The cry in the clouds, the throng of migratory birds,

The alien planet's heaven where seven moons

Are jasper, agate, carbuncle, onyx, amethyst and blood-ruby and bloodstone.

Or else binary suns

Wrestle like lions to a flame that we can stand,

Bound, twisted and conjoined

To an invertebrate love where selves are melted

To the primal juice of a creator's joy,

Before matter was made,

Two spheres in a single orbit. . .

They had drunk Orange Pekoe with breakfast and she, in a rust-coloured suit with a heavy clip of hammered pewter on the left lapel, had just gone off to work. Enderby, in the kitchenette whose pastel beauty made him feel particularly dirty and gross, had put on the kettle for stepmother's tea, and the word "epithalamion", like the announcement of a train's approach, had set the floorboards trembling with thunder. Panting at the dining-table, he had set down words, seeing his emergent poem as a song for the celebration of the consummation of the passion of the mature—Gertrude and Claudius in Hamlet, red-bearded lips on a widow's white neck. The leafy tea had cooled beside him. Mrs Opisso the daily woman had come in, dusky, hippy, bosomy, garlicky, moustached, leering brilliantly, a wartime Gibraltarian evacuee in whose blood seethed Genoese, Portuguese Jewish, Saracen, Irish, and Andalusian corpuscles, to say, interrupting sweeping, "What are you in this house, eh? You not going out, not doing work, true? What are you to her, eh? You tell." It had not been easy to tell; it was not enough to say that it was none of her business.

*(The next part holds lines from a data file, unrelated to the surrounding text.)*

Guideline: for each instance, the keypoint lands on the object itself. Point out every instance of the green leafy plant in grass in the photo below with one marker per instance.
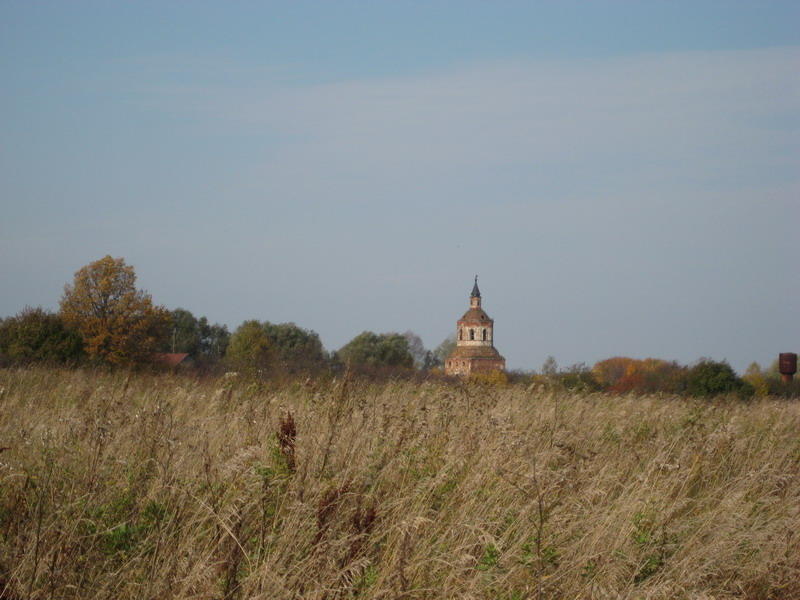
(363, 583)
(655, 547)
(491, 555)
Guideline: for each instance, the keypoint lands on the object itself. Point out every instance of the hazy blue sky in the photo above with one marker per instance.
(624, 177)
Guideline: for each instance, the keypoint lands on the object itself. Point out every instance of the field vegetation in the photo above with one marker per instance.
(135, 485)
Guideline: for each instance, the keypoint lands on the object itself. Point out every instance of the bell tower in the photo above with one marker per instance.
(475, 351)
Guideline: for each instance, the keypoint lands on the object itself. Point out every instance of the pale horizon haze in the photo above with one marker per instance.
(622, 177)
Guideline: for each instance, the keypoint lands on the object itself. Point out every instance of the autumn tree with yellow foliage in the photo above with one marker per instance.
(118, 323)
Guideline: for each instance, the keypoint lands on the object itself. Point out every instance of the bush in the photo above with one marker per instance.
(711, 378)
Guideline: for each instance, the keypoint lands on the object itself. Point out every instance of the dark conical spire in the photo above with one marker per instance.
(476, 293)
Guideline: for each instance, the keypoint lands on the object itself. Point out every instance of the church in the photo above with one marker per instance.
(475, 351)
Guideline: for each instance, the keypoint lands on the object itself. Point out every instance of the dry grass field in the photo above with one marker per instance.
(158, 486)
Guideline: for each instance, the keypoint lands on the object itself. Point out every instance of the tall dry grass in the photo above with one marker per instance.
(140, 486)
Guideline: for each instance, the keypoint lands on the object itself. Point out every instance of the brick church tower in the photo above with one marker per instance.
(475, 351)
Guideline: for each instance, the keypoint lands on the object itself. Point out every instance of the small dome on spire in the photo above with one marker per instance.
(476, 293)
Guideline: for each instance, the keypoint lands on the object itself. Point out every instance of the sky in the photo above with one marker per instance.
(622, 176)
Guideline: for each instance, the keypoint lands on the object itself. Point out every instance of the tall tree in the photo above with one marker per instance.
(118, 323)
(250, 348)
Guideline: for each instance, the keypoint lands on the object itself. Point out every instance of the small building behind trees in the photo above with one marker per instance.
(475, 352)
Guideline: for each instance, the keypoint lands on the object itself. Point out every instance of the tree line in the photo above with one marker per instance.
(104, 319)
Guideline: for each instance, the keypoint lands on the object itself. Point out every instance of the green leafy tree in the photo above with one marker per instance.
(421, 356)
(249, 348)
(195, 336)
(377, 350)
(119, 325)
(39, 335)
(443, 350)
(712, 378)
(214, 339)
(297, 349)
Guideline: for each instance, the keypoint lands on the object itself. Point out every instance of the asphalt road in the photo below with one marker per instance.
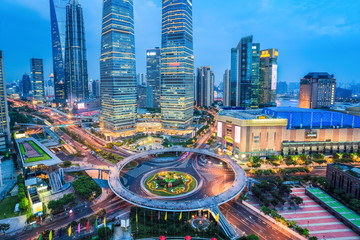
(246, 221)
(113, 204)
(214, 178)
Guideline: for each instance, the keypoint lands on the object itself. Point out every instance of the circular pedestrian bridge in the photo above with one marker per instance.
(200, 198)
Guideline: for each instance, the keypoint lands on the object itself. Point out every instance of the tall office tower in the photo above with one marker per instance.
(5, 138)
(205, 87)
(96, 88)
(57, 17)
(177, 67)
(268, 77)
(153, 61)
(141, 79)
(26, 85)
(76, 76)
(37, 78)
(245, 61)
(317, 90)
(118, 69)
(226, 87)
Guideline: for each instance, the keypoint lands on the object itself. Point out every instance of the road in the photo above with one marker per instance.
(113, 204)
(245, 221)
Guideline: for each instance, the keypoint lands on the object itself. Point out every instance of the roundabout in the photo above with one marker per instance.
(197, 179)
(170, 183)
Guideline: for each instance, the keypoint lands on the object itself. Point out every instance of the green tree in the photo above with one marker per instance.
(4, 227)
(67, 163)
(24, 204)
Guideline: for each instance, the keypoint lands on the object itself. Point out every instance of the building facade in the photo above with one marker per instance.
(26, 85)
(5, 137)
(76, 75)
(282, 130)
(153, 73)
(226, 91)
(118, 69)
(268, 77)
(58, 48)
(345, 177)
(317, 90)
(37, 79)
(205, 87)
(177, 67)
(245, 62)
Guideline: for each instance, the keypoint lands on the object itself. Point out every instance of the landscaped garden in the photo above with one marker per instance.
(28, 158)
(170, 183)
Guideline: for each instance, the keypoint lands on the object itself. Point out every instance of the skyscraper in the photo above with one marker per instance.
(226, 82)
(245, 61)
(57, 17)
(118, 69)
(205, 87)
(37, 78)
(153, 61)
(268, 77)
(76, 76)
(26, 85)
(177, 66)
(5, 140)
(317, 90)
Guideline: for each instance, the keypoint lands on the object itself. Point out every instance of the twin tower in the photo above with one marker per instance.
(118, 68)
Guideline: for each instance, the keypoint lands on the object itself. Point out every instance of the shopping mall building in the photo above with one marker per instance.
(286, 130)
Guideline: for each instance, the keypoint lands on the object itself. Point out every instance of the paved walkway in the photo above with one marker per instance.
(312, 216)
(16, 223)
(190, 205)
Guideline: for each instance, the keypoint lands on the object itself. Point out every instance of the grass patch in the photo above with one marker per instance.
(35, 159)
(132, 164)
(166, 192)
(7, 206)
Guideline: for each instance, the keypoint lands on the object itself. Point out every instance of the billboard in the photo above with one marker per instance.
(274, 77)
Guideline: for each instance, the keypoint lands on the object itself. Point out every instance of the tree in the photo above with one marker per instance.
(24, 203)
(4, 227)
(67, 163)
(102, 234)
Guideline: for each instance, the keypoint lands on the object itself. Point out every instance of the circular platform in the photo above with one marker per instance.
(218, 180)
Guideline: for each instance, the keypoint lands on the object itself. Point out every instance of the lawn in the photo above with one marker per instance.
(7, 206)
(36, 159)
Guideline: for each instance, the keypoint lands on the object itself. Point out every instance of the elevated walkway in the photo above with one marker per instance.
(225, 225)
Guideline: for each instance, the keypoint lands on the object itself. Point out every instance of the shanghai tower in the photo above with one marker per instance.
(177, 67)
(118, 69)
(76, 76)
(58, 48)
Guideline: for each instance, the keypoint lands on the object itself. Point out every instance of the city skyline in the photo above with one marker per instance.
(315, 35)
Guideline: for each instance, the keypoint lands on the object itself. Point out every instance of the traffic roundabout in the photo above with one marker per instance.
(197, 179)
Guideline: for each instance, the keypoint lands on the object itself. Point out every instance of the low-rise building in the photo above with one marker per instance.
(286, 130)
(345, 177)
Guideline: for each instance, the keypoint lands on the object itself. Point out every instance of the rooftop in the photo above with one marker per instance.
(320, 75)
(354, 171)
(244, 114)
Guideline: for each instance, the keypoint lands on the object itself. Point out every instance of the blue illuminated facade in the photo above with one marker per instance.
(313, 118)
(118, 69)
(177, 66)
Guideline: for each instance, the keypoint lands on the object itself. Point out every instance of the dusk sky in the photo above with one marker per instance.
(310, 35)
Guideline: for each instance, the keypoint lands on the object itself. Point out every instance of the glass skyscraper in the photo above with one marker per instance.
(37, 78)
(57, 17)
(245, 62)
(5, 139)
(153, 61)
(118, 69)
(268, 77)
(76, 76)
(177, 66)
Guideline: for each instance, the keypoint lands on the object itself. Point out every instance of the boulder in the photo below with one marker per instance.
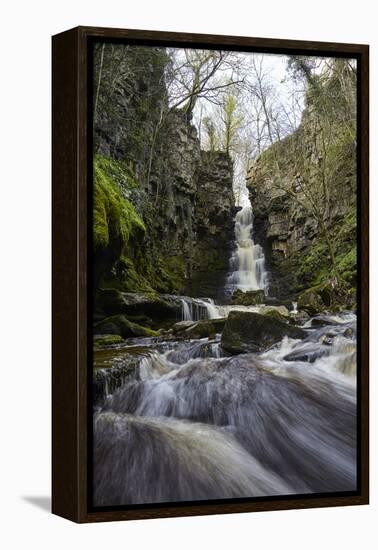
(113, 302)
(249, 298)
(311, 301)
(103, 340)
(246, 331)
(279, 312)
(120, 325)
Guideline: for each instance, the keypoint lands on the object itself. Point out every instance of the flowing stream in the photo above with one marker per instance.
(188, 424)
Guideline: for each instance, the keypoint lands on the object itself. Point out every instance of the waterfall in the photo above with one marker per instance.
(248, 261)
(191, 424)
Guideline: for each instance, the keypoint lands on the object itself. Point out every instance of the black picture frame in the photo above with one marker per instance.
(71, 334)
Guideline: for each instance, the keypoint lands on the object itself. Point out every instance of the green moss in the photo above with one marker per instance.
(122, 326)
(114, 216)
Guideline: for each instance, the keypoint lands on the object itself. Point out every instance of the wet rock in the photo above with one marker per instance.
(322, 321)
(113, 302)
(311, 301)
(299, 318)
(348, 332)
(203, 329)
(122, 326)
(252, 332)
(249, 298)
(278, 312)
(182, 325)
(309, 355)
(103, 340)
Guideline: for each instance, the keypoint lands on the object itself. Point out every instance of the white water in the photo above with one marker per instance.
(248, 261)
(192, 425)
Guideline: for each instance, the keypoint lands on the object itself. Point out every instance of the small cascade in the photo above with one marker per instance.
(248, 261)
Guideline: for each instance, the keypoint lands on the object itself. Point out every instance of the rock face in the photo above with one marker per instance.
(122, 326)
(296, 252)
(249, 298)
(252, 332)
(182, 195)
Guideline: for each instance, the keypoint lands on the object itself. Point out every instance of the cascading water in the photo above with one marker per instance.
(248, 261)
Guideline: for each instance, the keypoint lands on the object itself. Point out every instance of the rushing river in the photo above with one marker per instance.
(187, 423)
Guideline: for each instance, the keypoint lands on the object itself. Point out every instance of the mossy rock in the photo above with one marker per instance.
(249, 298)
(246, 331)
(120, 325)
(278, 312)
(316, 299)
(103, 340)
(137, 306)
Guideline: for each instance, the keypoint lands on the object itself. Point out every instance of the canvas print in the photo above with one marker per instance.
(224, 274)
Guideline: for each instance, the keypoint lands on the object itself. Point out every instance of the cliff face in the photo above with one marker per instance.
(181, 196)
(322, 152)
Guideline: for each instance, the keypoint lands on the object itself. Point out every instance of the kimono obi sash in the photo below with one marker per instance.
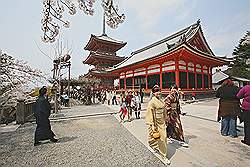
(159, 116)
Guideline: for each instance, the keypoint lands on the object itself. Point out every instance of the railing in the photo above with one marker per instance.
(24, 111)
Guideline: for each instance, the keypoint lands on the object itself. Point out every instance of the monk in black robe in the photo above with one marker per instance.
(42, 113)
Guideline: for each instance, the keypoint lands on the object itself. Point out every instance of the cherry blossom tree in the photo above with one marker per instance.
(54, 9)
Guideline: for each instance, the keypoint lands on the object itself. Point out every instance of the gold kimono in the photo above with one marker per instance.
(157, 106)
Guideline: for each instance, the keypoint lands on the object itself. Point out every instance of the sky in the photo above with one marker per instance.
(223, 22)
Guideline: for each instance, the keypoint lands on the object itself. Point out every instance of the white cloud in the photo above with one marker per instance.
(225, 37)
(148, 12)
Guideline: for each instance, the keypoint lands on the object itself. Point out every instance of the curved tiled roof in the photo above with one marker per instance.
(163, 45)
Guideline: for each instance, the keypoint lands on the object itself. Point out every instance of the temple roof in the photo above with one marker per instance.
(184, 36)
(103, 39)
(95, 57)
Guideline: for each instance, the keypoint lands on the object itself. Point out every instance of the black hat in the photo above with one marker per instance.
(42, 91)
(156, 88)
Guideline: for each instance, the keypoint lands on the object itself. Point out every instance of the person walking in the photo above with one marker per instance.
(244, 94)
(129, 105)
(114, 101)
(229, 108)
(123, 110)
(155, 120)
(137, 104)
(42, 113)
(173, 121)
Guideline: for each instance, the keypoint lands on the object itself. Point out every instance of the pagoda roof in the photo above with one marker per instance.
(95, 40)
(183, 37)
(94, 57)
(95, 72)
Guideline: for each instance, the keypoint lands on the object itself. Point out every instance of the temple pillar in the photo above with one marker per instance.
(195, 76)
(177, 75)
(125, 86)
(133, 83)
(161, 76)
(202, 77)
(146, 78)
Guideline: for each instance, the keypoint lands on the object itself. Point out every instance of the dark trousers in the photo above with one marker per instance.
(247, 126)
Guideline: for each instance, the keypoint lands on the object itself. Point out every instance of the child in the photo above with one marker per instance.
(123, 111)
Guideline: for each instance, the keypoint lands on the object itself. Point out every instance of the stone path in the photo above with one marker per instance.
(92, 141)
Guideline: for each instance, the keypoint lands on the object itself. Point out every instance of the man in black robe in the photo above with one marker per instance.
(42, 113)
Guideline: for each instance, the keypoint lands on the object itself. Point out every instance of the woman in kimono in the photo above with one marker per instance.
(42, 113)
(137, 104)
(156, 107)
(173, 121)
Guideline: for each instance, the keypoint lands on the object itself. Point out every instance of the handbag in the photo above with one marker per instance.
(156, 133)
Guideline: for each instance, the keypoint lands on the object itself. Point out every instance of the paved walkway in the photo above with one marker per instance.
(102, 141)
(206, 146)
(93, 141)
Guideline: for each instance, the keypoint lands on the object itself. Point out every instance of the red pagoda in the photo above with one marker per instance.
(103, 56)
(183, 58)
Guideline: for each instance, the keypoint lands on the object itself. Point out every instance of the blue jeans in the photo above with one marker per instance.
(228, 126)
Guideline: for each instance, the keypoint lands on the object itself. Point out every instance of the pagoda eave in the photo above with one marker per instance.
(94, 40)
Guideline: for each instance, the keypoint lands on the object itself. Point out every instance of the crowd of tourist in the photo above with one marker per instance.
(163, 115)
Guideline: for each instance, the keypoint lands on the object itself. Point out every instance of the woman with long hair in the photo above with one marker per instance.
(244, 94)
(173, 121)
(229, 108)
(155, 120)
(42, 113)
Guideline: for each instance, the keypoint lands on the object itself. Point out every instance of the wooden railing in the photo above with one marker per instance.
(24, 111)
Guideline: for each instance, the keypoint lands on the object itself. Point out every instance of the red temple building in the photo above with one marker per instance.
(183, 58)
(103, 56)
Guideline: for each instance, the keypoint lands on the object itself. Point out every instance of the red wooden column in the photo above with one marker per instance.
(146, 78)
(125, 86)
(195, 76)
(210, 77)
(187, 74)
(133, 82)
(177, 76)
(161, 76)
(202, 77)
(119, 82)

. . . Swollen with cream or honey,

The convalescent evening launches its rockets,

Soaring above the rich man's gala day,

In the thousand parks of the kingdom

Which radiate from this bed. . .

Vesta would not necessarily think that this epithalamion was intended for her and her guest-Male Friend-protégé, for she had already said sardonically, "if you intend to write any love poetry this morning make sure you don't send it to Sir George by mistake. This carelessness of yours will land you into big trouble one of these days, you mark my words." Enderby had hung his head. She had been irritable that morning, tired, rubbing her brow tiredly, as in a TV commercial for some quack analgesic, under her green eyes delicate blue arcs of tiredness. She had stood by the door, in neat rust, a chiffon scarf in two tones of green, a minute brown beret aslant, brown suede gloves to match her shoes, slender, elegant and (so Enderby had divined) menstruating quietly. Enderby had said:

"Menstruation hits some women more than others, you know. Try gin and hot water. That's said to work wonders."

She had blushed faintly and said, "Where did you learn that?"

"In Fem."

Sighing, she had said, "It's all very confusing. I must work out, when I have time, the precise nature of our relationship."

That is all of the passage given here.